THE NEXT AFTERNOON, Saturday, they drove to the long, wide beach at Carlsbad. Carlsbad was far too cool, but what could you do? Also, the hip little surf shop where the boy’s mother worked during the week was in Carlsbad. He’d forgotten that for a moment. He was having a hard time keeping her in his mind. Her invisibility strategy was beginning to work on him. He wasn’t sure at all anymore just who she was or ever had been. When they’d met she wore business attire, like everyone else he knew. What did she wear now, just a swimsuit? Did she get up and go around in a bikini all day? She didn’t really have the body for that at age thirty-nine, did she?
“What does your mom wear to work?” he asked.
The boy gave him a look that would have been ironic if he’d been a less compassionate child.
“Clothes?” the boy said.
“Okay,” Loomis said. “Like a swimsuit? Does she go to work in a swimsuit?”
The boy stared at him for a moment.
“Are you okay?” the boy said.
Loomis was taken aback by the question.
“Me?” he said.
They walked along the beach, neither going into the water. Loomis enjoyed collecting rocks. The stones on the beach here were astounding. He marveled at one that resembled an ancient war club. The handle fit perfectly into his palm. From somewhere over the water, a few miles south, they could hear the stuttering thud of a large helicopter’s blades. Most likely a military craft from the Marine base farther north.
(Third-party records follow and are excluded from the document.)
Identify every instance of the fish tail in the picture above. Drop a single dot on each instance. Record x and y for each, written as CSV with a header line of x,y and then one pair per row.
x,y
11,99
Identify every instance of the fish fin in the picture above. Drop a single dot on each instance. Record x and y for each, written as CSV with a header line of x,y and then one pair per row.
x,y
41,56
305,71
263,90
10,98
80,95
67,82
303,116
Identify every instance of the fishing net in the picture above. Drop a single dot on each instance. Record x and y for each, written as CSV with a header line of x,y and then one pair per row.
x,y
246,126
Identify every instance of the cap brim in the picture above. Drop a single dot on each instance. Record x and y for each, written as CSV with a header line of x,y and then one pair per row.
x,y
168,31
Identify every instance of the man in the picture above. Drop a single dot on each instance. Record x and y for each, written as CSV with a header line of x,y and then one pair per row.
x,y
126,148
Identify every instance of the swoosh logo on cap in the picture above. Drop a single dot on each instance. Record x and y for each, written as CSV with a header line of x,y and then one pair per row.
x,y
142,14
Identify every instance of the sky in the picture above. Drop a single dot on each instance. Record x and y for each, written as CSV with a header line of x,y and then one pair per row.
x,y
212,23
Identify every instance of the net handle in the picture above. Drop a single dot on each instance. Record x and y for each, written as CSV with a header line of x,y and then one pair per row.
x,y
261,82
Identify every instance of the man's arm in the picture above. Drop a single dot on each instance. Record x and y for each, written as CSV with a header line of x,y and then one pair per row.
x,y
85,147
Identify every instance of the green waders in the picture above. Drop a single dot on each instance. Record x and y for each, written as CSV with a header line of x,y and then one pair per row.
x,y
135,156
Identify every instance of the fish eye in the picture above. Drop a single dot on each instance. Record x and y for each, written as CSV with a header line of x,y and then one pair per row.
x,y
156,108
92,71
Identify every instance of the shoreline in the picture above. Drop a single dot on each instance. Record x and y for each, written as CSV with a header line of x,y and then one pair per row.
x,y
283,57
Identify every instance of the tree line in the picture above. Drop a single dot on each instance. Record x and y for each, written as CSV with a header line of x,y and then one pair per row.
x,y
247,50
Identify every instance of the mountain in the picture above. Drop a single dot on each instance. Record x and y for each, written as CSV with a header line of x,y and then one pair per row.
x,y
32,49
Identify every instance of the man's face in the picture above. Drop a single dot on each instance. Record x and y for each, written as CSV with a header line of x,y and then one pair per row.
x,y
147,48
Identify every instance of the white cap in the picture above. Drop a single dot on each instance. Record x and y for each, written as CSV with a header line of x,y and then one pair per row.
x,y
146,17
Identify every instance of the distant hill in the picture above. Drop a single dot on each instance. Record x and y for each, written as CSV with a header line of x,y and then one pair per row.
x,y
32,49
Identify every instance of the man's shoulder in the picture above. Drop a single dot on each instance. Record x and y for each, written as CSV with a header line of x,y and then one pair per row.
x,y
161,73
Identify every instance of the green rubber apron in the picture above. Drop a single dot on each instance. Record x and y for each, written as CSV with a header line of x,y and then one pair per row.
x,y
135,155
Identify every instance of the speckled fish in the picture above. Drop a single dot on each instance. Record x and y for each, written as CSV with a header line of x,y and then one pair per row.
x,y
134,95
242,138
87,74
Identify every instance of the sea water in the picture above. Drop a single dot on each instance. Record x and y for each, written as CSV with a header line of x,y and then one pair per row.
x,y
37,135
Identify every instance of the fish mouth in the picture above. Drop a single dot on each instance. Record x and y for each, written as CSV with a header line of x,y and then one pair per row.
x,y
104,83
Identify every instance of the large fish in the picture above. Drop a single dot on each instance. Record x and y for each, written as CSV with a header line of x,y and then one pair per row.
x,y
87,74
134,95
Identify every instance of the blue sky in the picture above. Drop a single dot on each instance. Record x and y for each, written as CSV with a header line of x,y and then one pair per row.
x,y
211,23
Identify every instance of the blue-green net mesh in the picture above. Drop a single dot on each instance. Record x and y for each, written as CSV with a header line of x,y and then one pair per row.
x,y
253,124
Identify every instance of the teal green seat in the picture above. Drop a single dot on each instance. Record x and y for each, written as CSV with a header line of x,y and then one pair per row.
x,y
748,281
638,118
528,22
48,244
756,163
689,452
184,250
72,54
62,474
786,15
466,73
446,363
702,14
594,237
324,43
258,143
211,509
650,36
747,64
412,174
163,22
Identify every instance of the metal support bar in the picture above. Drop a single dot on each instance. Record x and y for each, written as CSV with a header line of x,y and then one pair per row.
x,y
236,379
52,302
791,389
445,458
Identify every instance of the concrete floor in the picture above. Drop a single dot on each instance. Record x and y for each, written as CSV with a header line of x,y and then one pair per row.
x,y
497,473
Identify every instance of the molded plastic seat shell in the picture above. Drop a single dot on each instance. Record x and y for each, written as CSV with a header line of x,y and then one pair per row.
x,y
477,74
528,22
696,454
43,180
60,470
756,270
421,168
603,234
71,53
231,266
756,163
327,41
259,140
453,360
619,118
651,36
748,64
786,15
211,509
Maybe he wasn’t okay. Loomis had been to five therapists since separating from his wife: one psychiatrist, one psychologist, three counselors. The psychiatrist had tried him on Paxil, Zoloft, and Wellbutrin for depression, and then lorazepam for anxiety. Only the lorazepam had helped, but with that he’d overslept too often and lost his job. The psychologist, once she learned that Loomis was drinking almost half a bottle of booze every night, became fixated on getting him to join AA and seemed to forget altogether that he was there to figure out whether he indeed no longer loved his wife. And why he had cheated on her. Why he had left her for another woman when the truth was he had no faith that the new relationship would work out any better than the old one. The first counselor seemed sensible, but Loomis made the mistake of visiting her together with his wife, and when she suggested maybe their marriage was indeed kaput his wife had walked out. The second counselor was actually his wife’s counselor, and Loomis thought she was an idiot. Loomis suspected that his wife liked the second counselor because she did nothing but nod and sympathize and give them brochures. He suspected that his wife simply didn’t want to move out of their house, which she liked far more than Loomis did, and which possibly she liked more than she liked Loomis. When she realized divorce was inevitable, she shifted gears, remembered she wanted to surf, and sold the house before Loomis was even aware it was on the market, so he had to sign. Then it was Loomis who mourned the loss of the house, which he realized had been pretty comfortable after all. He visited the third counselor with his girlfriend, who seemed constantly angry that his divorce hadn’t yet come through. He and the girlfriend both gave up on that counselor because he seemed terrified of them for some reason they couldn’t fathom. Loomis was coming to the conclusion that he couldn’t fathom anything; the word seemed appropriate to him, because most of the time he felt like he was drowning and couldn’t find the bottom or the surface of this body of murky water he had fallen, or dived, into.
He wondered if this was why he didn’t want to dive into the crashing waves of the Pacific, as he certainly would have when he was younger. His son didn’t want to because, he said, he’d rather surf.